2003年08月05日

枡野浩一その1


毎日のように手紙は来るけれどあなた以外の人からである

枡野浩一の歌で最近これが一番好き。一首の情報量が少なくて、たたみかけるよ
うな感じがいいです。憔悴しきってるような。頭で朗読する時に「あなた」以下
の下句で緩やかに転調するような。ああだこうだと考えすぎて体までだるくなって
きてる時にふっと力が抜けたような下句だと思います。そういう時しか書けない
ような歌ですね。
枡野浩一は短歌に対して多数の歌人とは違う考え方をもっていて、書くときに多く
のしばりを設けて、より今日的な短歌を目指している人です。彼はその方法を文章化
し、それが既存の歌人への批判となったりします。彼の考え方がシーンの中で注目
され、賛成だ反対だとなってますが、僕は他の人と同じように扱いたいと思います。
特に彼の歌の現代短歌に投げかける意味、とかを考えずに。
僕は前に、枡野浩一の歌をどう思うかと聞かれて

野茂がもし世界のNOMOになろうとも君や私の手柄ではない

という歌を引いて「こんなのはそのへんの高校生でも言えるんじゃないか」みたいな
ことを言ったことがあります。今でもその意見には変更はありませんが、なんとなく
最近、この人の歌が気になるということがあります。なんか、韻律みたいのが好きなん
ですね、この人の歌の。リズムというか。歌人一人につき一つもってるような韻律特性
が。NOMOの歌にしても確かに言ってることはそんなに面白くねえなあとか。別に
面白くなくてもいいのですが、割とこう、人に勝とうとするような欲望みたいなのが見
える感じがしてイマイチなのですが。しかし、この歌にしても、「手紙」の歌が持って
いるような、だるいような、内向的な、何もしてないのに疲れたような韻律を持ってると
思う。そこがやはり好きです。自分でもそういうことあるからね。自分でもそういうこ
とあると書いて気づいたのですが、なんだかんだ、俺は自分と同じだと思いながら読んで
るのかな。すべからく。短歌を。

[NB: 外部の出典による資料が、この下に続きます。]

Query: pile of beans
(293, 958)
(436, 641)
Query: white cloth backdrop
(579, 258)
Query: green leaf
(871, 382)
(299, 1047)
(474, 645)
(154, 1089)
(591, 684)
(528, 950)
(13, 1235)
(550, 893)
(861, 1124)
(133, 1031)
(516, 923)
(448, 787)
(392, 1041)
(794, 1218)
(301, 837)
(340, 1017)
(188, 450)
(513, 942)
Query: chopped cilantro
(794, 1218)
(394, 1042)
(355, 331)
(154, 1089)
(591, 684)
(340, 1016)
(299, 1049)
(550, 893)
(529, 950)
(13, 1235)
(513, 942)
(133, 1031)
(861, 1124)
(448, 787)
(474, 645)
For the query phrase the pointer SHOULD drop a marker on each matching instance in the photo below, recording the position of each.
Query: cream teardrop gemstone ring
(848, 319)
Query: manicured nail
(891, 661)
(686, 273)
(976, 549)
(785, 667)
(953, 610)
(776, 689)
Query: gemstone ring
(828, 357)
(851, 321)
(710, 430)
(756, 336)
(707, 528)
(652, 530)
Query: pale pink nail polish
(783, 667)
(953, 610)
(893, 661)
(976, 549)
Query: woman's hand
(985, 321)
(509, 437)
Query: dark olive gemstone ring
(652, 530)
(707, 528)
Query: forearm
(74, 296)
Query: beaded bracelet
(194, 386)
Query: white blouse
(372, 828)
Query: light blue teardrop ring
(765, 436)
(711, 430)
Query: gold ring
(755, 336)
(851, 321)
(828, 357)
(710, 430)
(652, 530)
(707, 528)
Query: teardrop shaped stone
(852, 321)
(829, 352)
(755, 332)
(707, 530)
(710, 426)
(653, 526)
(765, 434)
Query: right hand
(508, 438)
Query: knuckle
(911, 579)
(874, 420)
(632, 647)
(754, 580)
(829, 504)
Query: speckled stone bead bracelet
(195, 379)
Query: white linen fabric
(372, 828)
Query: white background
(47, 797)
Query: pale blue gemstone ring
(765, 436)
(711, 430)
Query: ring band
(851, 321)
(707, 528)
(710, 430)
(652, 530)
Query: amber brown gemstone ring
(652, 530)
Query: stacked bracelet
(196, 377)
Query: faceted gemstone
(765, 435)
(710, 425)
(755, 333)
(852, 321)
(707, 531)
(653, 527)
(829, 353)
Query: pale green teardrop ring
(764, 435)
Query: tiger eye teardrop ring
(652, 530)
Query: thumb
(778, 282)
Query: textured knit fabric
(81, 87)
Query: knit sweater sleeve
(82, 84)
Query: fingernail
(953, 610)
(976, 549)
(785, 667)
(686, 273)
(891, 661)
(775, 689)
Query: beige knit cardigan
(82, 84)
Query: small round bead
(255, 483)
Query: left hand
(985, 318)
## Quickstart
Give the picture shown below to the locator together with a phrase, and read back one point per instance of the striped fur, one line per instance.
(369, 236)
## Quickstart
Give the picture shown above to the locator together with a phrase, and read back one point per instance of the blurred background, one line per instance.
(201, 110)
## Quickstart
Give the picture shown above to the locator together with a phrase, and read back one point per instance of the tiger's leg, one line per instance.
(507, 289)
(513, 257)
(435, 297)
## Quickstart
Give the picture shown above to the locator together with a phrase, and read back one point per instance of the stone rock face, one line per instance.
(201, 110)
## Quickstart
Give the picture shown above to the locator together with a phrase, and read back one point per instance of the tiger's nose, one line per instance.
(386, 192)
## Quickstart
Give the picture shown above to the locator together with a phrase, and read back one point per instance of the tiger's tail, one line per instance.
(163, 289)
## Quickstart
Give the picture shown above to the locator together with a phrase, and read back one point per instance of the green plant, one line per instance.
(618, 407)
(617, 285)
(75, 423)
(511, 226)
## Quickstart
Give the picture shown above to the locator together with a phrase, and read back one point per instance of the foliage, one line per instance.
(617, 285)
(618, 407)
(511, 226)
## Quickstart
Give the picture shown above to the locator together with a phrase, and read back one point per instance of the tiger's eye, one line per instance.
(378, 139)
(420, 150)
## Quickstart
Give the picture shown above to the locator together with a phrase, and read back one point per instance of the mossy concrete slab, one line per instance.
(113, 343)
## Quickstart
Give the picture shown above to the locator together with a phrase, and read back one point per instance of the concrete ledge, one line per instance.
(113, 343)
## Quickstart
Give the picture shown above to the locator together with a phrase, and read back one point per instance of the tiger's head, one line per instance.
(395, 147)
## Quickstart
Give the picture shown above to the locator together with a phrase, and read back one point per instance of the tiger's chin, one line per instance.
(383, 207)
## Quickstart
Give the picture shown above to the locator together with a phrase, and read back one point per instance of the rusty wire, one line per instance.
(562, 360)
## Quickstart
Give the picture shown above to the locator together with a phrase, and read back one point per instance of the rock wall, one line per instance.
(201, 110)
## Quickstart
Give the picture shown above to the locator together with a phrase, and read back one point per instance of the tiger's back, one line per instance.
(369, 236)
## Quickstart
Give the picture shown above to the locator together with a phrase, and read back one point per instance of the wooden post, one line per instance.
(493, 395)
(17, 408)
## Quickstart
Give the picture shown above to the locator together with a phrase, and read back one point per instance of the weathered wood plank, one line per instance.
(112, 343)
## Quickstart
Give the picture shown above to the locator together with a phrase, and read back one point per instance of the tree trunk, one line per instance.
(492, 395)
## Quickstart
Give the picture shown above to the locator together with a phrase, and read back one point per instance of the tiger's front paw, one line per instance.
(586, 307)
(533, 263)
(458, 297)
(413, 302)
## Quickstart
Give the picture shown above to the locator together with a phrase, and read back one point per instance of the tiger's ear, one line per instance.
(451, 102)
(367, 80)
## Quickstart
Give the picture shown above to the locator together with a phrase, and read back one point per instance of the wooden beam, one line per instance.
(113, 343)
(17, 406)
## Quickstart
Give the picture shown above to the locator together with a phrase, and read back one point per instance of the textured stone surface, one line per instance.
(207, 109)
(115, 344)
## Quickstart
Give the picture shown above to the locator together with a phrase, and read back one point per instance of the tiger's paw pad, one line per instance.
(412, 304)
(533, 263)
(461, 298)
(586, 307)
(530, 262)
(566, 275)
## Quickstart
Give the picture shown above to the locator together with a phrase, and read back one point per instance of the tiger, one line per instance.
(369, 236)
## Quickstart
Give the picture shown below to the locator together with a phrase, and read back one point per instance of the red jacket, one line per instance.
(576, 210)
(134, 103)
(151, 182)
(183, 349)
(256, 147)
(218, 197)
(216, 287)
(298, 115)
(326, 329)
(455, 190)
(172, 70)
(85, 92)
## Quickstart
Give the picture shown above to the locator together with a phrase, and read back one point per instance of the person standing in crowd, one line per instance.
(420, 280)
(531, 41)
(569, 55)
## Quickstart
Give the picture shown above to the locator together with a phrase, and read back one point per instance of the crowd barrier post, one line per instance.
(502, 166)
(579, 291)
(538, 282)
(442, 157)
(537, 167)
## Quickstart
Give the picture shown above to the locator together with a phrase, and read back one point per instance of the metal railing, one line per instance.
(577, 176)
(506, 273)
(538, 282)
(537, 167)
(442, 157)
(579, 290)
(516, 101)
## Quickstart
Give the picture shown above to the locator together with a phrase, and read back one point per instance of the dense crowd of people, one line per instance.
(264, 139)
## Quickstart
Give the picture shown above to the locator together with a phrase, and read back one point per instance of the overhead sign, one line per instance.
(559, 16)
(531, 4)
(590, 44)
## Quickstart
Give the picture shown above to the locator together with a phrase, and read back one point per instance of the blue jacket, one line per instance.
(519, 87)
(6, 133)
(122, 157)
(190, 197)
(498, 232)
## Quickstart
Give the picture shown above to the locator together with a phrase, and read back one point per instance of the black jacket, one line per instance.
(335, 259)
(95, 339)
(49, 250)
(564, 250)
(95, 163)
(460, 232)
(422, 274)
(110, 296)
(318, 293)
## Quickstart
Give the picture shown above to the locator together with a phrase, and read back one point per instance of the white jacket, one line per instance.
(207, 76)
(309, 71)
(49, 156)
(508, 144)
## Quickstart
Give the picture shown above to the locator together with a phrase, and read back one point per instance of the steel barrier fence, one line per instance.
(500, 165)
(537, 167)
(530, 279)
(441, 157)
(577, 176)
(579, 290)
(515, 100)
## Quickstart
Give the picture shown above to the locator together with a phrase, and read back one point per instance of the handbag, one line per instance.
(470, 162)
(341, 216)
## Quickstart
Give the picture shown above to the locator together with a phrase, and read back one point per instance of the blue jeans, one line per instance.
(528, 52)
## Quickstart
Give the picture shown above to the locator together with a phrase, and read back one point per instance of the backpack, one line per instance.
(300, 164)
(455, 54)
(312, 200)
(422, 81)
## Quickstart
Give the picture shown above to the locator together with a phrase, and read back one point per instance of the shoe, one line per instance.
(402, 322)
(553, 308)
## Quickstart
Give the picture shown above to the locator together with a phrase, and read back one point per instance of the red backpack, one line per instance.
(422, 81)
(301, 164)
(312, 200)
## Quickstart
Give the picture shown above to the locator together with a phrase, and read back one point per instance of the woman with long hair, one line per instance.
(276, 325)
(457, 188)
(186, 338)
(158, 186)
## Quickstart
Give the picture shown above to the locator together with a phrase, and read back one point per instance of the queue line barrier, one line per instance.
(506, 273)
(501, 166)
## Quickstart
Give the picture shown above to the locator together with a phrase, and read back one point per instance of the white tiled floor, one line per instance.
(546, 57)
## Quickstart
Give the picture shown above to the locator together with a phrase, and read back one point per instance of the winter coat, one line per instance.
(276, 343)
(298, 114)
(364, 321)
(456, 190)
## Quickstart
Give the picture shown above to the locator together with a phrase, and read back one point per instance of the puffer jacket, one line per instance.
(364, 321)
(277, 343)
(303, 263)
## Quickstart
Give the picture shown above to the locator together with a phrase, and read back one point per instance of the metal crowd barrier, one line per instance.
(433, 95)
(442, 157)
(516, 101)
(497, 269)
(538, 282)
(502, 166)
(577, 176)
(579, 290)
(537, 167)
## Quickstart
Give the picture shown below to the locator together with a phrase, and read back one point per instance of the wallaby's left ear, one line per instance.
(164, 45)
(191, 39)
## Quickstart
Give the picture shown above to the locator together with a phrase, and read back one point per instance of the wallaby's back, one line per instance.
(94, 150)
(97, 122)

どうなんでしょうね。自分と同じ部分をテコにして読む
んでしょうか。他の人はどうやって読むのか。まあわからんなこの問題は。
もう一首あげましょう。

ローソンに足りないものをだれひとり思い出せない閉店時間

これいいですね。内容もいいです。コンビニ店員のバイトをしてるのかな。で、明日に
備えて商品を並べていて、あれ?でも何か足りない何だろうなというシチュエーションを
もっと大きな意味を含ませるようにして書いてます。あれ?しかしローソンは閉店しない
のか。24時間やってるよな。どうなんだこれ。俺の解釈はまったく違ってるのか?わか
らない。まあ僕の解釈で話を続けます。えーと。そう、この歌もさっき言ってた韻律を
もっている。転調はこの歌では「だれひとり」以下ですね。この「だれひとり」が入って
くるとこで、ぐっと胸にくるような感じがします。転調転調と書いてますが、短歌だとどんな
歌でもこの転調のようなものがあって、多くは上句と下句の間です。これが決まるといい歌
になるのかもしれません。
この歌の場合何が言いたいのかがNOMOの歌よりずっとあいまいにぼかされてますよね。
言語化しにくい。短歌全体から言って、そういう方がいい歌が多いような気がするのですが
そうかといってこういう歌ばかりだと、枡野浩一の特に初期の歌集の、あのべっとりくるよう
な生な感覚は失われてしまうような気もします。うーん。では次回また。